- Article
A New Asymmetric Track Filtering Algorithm Based on TCN-ResGRU-MHA
- Hanbao Wu,
- Yonggang Yang and
- Wei Chen
- + 1 author
Modern target tracking systems rely on radar as a sensor to detect targets and generate raw track points. These raw track points are affected by the radar’s own noise and the asymmetric non-Gaussian noise resulting from the nonlinear transformation from polar coordinates to Cartesian coordinates. Without effective processing, such data cannot directly support highly reliable situational awareness, early warning decisions, or weapon guidance. Track filtering, as a core component of target tracking, plays an irreplaceable foundational role in achieving real-time, accurate, and stable estimation of moving target states. Traditional deep learning filtering algorithms struggle with capturing long-term dependencies in high-dimensional spaces, often exhibiting high computational complexity, slow response to transient signals, and compromised noise suppression due to their inherent architectural asymmetries. In order to address these issues and balance the model’s high accuracy, strong real-time performance, and robustness, a new trajectory filtering algorithm based on a temporal convolutional network (TCN), Residual Gated Recurrent Unit (ResGRU), and multi-head attention (MHA) is proposed.
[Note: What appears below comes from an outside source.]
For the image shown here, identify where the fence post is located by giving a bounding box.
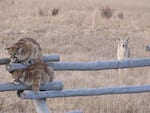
[32,99,50,113]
The TCN-ResGRU-MHA hybrid structure we propose combines the parallel processing advantages and detail-capturing ability of a TCN with the residual learning capability of a ResGRU, and introduces the MHA mechanism to achieve adaptive weighting of high-dimensional features. Using the root mean square error (RMSE) and Euclidean distance to evaluate the model effect, the experimental results show that the RMSE of TCN-ResGRU-MHA is 27.4621 (m) lower than CNN-GRU, which is an improvement of 15.99% in the complex scene of high latitude, and the distance is 37.906 (m) lower than CNN-GRU, which is an improvement of 18.65%. These results demonstrate its effectiveness in filtering and tracking tasks in high-latitude complex scenarios.